Il Lago di Vico, con il suo specchio di acqua limpida e i suoi paesaggi incontaminati, è tra i luoghi che devono essere assolutamente scoperti da coloro che si trovano nei territori della Tuscia. Il lago di origine vulcanica si trova nella provincia di Viterbo, all’interno di una Riserva naturale protetta e offre ai visitatori scenari davvero unici e imperdibili.

Caratteristiche del Lago di Vico

Il lago di Vico è considerato uno dei più belli dell’Italia centrale, si trova nelle vicinanze di Caprarola e Ronciglione, in una zona che si estende sulla caldera vulcanica di Vico. È circondato da una foresta e dai monti Fogliano e Venere. Si caratterizza per la forma che richiama un ferro di cavallo e per la varietà di paesaggi che offre durante il mutare delle stagioni. Ha una superficie di circa 12 Kmq, un perimetro di 18,8 Km ed una profondità massima di 50 metri. Inoltre, è il primo lago in Italia per altitudine, pari a 510 metri sul livello del mare. È recintato nel suo periplo da un canneto, il paesaggio circostante è composta da zone paludose che ai alternato a prati e a noccioleti. Al suo interno vivono diverse specie acquatiche. Il lago ha un’origine vulcanica, sebbene esista una leggenda che lo lega alla clava di Ercole. La sua forma a ferro di cavallo è dovuta alla formazione di un cono vulcanico secondario, che si è formato nel Monte di Venere durante l’ultima eruzione. Raggiungere il lago è abbastanza semplice, grazie ad un articolato sistema di strada, ma anche ai sentieri naturali, lungo i quali si può ammirare l’eccezionale ecosistema che circonda il territorio. Quest’ultimo è composto da ambienti boschivi, palustri e lacustre, ricchi di numerosi specie di fauna acquatica.

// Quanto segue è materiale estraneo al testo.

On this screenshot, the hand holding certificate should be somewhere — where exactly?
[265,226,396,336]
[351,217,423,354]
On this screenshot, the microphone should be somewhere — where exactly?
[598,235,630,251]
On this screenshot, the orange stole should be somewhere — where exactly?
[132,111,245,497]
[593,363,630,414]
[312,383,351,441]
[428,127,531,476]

Nome del lago e leggenda sulla sua origine

Il Lago prende il nome da una famiglia che ha vissuto nelle vicinanze, appunto i Vico e in particolare dal castello dei Prefetti di Vico, di cui sono state trovate alcune tracce nella vegetazione che si trova sulle sponde meridionali dello specchio lacustre.
Una leggenda racconta che Ercole trovandosi a passare nella zona volle mettere alla prova gli abitanti del posto, conficcando nel terreno una clava e sfidandoli a estrarla. Naturalmente nessuno ci riuscì ed Ercole per dimostrare la sua forza la tirò fuori con uno strattone che diede origine ad una voragine sotto la quale c’era una sorgente d’acqua che portò alla formazione del lago.

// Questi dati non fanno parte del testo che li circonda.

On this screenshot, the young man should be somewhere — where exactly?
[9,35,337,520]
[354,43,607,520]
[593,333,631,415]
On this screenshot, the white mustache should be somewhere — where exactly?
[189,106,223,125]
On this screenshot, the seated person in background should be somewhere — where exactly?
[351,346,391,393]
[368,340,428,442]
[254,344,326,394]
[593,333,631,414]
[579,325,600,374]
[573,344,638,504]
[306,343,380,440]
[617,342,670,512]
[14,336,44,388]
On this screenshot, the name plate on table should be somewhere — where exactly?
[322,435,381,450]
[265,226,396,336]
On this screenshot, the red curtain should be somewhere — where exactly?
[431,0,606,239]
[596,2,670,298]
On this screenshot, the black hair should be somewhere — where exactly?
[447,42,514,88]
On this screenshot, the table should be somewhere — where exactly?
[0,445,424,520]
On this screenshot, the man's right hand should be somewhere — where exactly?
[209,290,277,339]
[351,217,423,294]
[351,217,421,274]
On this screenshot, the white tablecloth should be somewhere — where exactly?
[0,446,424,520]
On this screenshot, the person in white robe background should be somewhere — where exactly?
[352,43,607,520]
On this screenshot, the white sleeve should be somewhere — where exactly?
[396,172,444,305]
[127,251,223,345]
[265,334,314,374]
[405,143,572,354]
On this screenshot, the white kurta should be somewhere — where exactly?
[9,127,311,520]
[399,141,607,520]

Riserva naturale del Lago di Vico

L’intera area protetta di Vico si è formata dalla tumultuosa attività del vulcano, si caratterizza per la presenza di rocce minerali e di cristalli che regala diverse sfumature di colori, davanti alle quali è impossibile non restare sorpresi. Passeggiando per i sentieri si possono ammirare querce, faggi, aceri, castagneti, noccioleti e tante essenze arboree che nel susseguirsi delle stagioni donano scenari e cromie davvero unici. Ai piedi dei Monti Cimini non passano inosservate le faggete, con alberi plurisecolari, dai tronchi enormi.
Nell’area protetta che circonda il lago, si può notare una forte biodiversità, con una fauna che comprende diverse specie di pesci, piccoli e grandi mammiferi, rapaci notturni e diurni, oltre che uccelli acquatici, tra cui lo Svasso Maggiore, simbolo della Riserva naturale.

Rio Vicario

Il lago di Vico ha visto succedersi sulle sue sponde, gli insediamenti umani degli Etruschi, dei Romani che fecero passare la via Cassia lungo il lato meridionale, non mancano notizie di testimonianza di architettura medievale e rinascimentale, che non hanno alterato gli equilibri naturali del territorio che si presenta ancora incontaminato. Gli Etruschi sono stati gli artefici della creazione di un corso d’acqua, il Rio Vicario, emissario del lago, che scende a valle dal Fiume Treja e che è stato realizzato scavando un tunnel sotto le acque del lago e che ha uno sbocco sul lato opposto del costone del Monte di Venere. Tale emissario oltre ad abbassare il livello dell’acqua del lago, permise di rendere fertile tutto il territorio della zona Nord del monte. Il tunnel di Rio Vicario è stato oggetto di due ristrutturazioni, la prima effettuata nel XVI secolo ad opera dei Farnese e la seconda nel 2001, con la costruzione di un sistema di regolazione elettroidraulica della portata d’acqua.